Cimeira da Aliança Maçónica Europeia junta hoje em Lisboa dezenas de organizações maçónicas europeias

O presidente da Aliança Maçónica Europeia, Marc Menschaert, afirma que um dos objetivos da reunião que se inicia hoje em Lisboa é melhorar a comunicação de uma organização que rejeita ser secreta mas que quer manter-se "discreta".

Marc Menschaert falava à Agência Lusa a propósito da cimeira da Aliança Maçónica Europeia (AME), que hoje junta em Lisboa dezenas de organizações maçónicas europeias, numa organização do Grande Oriente Lusitano, a mais antiga obediência maçónica portuguesa.

"É para preservar o principio de laboratório de ideias que o que dizemos em loja fica discreto, mas insisto que a maçonaria não é de todo uma sociedade secreta", frisa o responsável na entrevista à Lusa, acrescentando que a AME tem uma página na internet e que é até um parceiro na Comissão Europeia e no Parlamento Europeu.

Em Portugal é a primeira vez, mas reuniões do género acontecem regularmente em vários países da Europa e o objetivo é sempre o mesmo: que os maçons europeus trabalhem juntos na defesa de valores em que todos acreditam, segundo Marc Menschaert.

É certo que, disse à Lusa, a reunião de hoje é fechada e não haverá comunicados finais. Marc Menschaert explica porquê: "Há uma coisa que não se divulga, o que se passa nas lojas, para que tudo se possa aí dizer. A maçonaria, para nós, é um laboratório de ideias, e para que ele funcione bem é preciso que os irmãos e irmãs presentes no templo tenham a liberdade total de expressão" e para isso há a garantia de que "não será repetido o que dizem".

Mas tirando essa parte "discreta", diz Marc Menschaert que o objetivo dos maçons é precisamente dar-se a conhecer. E hoje por exemplo vão em Lisboa "falar de comunicação", sobre como é que a AME "pode comunicar cara-a-cara com os maçons e não maçons, para explicar o que faz", para "partilhar os seus ideais".

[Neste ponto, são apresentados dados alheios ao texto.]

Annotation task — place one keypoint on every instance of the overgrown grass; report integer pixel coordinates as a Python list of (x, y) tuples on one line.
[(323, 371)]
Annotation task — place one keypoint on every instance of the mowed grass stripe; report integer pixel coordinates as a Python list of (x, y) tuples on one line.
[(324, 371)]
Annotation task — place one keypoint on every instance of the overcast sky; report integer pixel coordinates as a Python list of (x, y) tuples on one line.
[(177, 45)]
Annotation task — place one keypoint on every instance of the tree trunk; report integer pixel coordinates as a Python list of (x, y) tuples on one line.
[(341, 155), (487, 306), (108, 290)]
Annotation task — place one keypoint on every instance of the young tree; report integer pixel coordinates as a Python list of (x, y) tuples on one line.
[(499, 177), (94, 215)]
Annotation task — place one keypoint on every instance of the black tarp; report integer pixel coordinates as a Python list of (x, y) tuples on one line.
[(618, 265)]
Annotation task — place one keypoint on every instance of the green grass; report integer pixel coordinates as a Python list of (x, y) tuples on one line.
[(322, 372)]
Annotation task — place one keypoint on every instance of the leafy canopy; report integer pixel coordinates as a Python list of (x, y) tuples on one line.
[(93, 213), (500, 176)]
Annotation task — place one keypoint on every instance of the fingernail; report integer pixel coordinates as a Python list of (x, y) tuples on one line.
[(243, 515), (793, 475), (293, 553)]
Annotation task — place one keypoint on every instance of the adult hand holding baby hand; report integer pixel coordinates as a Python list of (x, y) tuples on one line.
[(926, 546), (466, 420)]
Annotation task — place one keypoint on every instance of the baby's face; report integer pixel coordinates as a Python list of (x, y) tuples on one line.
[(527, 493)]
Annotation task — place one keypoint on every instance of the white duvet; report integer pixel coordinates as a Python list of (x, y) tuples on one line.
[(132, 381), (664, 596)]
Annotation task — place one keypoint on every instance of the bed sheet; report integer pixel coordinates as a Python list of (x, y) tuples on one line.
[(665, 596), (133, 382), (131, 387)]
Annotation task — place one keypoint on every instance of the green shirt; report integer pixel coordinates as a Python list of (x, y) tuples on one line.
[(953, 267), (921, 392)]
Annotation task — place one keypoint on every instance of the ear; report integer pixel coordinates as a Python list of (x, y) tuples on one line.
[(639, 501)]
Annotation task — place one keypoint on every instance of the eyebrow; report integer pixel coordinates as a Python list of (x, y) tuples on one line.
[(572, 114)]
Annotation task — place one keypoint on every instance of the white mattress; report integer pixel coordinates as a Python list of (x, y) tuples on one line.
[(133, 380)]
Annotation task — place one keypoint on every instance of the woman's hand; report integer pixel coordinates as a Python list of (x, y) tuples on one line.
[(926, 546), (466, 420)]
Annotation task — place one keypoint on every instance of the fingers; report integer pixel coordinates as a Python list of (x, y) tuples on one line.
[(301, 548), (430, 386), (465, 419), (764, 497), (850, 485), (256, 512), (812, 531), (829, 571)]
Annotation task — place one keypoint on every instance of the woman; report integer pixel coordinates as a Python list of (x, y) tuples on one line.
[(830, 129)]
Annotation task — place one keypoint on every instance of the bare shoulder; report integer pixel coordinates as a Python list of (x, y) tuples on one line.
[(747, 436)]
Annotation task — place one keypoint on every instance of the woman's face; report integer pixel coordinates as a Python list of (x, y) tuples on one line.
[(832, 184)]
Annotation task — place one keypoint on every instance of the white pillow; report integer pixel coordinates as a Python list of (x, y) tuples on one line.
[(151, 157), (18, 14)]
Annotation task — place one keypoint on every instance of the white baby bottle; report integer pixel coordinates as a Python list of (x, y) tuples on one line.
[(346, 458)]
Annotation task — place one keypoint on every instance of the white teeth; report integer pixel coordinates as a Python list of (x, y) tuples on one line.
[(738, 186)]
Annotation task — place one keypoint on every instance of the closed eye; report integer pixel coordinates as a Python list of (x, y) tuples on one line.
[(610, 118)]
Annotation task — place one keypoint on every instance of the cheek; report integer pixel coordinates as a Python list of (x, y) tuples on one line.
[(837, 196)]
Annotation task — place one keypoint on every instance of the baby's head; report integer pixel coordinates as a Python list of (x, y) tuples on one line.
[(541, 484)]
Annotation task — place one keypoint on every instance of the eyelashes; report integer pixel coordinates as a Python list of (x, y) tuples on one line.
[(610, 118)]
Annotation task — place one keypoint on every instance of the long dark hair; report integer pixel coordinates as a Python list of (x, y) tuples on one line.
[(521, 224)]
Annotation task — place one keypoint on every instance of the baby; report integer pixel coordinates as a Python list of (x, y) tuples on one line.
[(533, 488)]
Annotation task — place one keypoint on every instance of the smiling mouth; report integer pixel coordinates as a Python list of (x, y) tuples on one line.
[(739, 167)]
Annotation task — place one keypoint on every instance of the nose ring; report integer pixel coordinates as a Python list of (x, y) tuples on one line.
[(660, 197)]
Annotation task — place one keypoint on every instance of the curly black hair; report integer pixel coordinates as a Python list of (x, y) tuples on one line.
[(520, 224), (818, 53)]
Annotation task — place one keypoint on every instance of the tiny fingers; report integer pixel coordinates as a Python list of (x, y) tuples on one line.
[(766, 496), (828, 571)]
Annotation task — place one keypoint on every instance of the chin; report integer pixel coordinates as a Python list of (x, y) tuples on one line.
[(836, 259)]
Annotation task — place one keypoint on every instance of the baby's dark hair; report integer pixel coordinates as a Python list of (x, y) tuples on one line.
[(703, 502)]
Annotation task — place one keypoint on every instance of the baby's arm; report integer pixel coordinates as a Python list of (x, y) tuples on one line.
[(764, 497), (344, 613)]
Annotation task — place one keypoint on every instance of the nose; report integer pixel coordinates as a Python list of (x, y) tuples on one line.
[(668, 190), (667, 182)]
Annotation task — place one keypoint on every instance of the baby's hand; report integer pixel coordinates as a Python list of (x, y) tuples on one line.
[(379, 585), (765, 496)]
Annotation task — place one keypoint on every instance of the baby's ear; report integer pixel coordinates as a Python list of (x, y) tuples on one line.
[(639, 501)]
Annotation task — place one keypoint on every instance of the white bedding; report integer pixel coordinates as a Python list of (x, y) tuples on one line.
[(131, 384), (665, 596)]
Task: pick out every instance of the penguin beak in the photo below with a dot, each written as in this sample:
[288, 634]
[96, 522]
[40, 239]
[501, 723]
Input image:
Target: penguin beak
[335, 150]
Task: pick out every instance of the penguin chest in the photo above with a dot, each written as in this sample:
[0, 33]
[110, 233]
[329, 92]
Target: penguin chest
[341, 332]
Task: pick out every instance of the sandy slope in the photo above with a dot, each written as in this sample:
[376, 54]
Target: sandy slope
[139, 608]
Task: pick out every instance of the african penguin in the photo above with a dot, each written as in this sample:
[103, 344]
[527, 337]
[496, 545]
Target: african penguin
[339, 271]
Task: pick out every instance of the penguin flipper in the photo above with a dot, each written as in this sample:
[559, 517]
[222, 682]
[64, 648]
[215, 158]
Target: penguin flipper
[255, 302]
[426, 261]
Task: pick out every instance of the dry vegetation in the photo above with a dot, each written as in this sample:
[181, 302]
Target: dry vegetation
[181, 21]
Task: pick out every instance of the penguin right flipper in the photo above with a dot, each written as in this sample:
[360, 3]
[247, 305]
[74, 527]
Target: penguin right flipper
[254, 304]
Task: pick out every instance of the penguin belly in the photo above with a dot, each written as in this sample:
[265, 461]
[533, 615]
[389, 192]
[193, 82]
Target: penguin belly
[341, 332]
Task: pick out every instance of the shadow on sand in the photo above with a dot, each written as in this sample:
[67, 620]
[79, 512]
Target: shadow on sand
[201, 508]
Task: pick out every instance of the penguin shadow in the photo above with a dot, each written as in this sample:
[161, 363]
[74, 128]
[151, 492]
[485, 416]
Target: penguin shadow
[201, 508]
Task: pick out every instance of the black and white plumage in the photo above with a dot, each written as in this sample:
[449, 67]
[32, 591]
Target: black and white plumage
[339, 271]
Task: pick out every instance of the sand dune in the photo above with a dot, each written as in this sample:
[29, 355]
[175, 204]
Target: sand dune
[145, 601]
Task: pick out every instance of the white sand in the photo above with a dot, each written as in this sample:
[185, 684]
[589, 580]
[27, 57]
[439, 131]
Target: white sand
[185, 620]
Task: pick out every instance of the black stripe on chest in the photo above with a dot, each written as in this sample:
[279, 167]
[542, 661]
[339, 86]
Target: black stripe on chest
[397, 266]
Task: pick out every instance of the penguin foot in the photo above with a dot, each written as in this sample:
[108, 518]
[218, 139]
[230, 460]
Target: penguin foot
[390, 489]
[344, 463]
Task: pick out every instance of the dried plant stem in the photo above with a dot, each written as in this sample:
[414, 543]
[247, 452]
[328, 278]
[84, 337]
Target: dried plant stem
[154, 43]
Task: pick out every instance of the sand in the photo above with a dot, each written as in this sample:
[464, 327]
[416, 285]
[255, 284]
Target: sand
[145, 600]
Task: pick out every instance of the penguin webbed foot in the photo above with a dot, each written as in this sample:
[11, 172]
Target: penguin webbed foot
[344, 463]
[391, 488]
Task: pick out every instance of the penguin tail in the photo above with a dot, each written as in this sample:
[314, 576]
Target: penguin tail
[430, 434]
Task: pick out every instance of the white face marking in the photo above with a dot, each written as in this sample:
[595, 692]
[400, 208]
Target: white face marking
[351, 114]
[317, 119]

E porque o objetivo de todos os maçons é "melhorar a sociedade", e porque é importante "que a maçonaria tenha visibilidade em todo o mundo", hoje mesmo em Lisboa os responsáveis das várias obediências maçónicas europeias vão discutir como melhorar a página da AME na internet, como poder comunicar melhor o trabalho que faz, como divulgar o que apresenta às instituições da União Europeia.

Associação internacional inscrita no registo de transparência da União Europeia, a AME tem voz junto da Comissão e do Parlamento. "Não é "lobby" ", garante o responsável, acrescentando que é antes a defesa de valores que a maçonaria considera importantes. "São valores de tal forma importantes que não vejo por que não falar, por que não partilhá-los e não os dizer ás instituições europeias".Reúne-se hoje em Lisboa, no coração da cidade, Bairro Alto, para onde uma organização de extrema direita está a convocar, nas redes sociais, ma manifestação "contra a reunião da maçonaria europeia". Porque, justifica, "a maçonaria é uma arqui-inimiga do nacionalismo desde a sua fundação".

A AME foi inicialmente formada por 23 obediências maçónicas, entre elas as de França, Bélgica, Suíça, Holanda, Áustria, Espanha, Polónia ou Itália.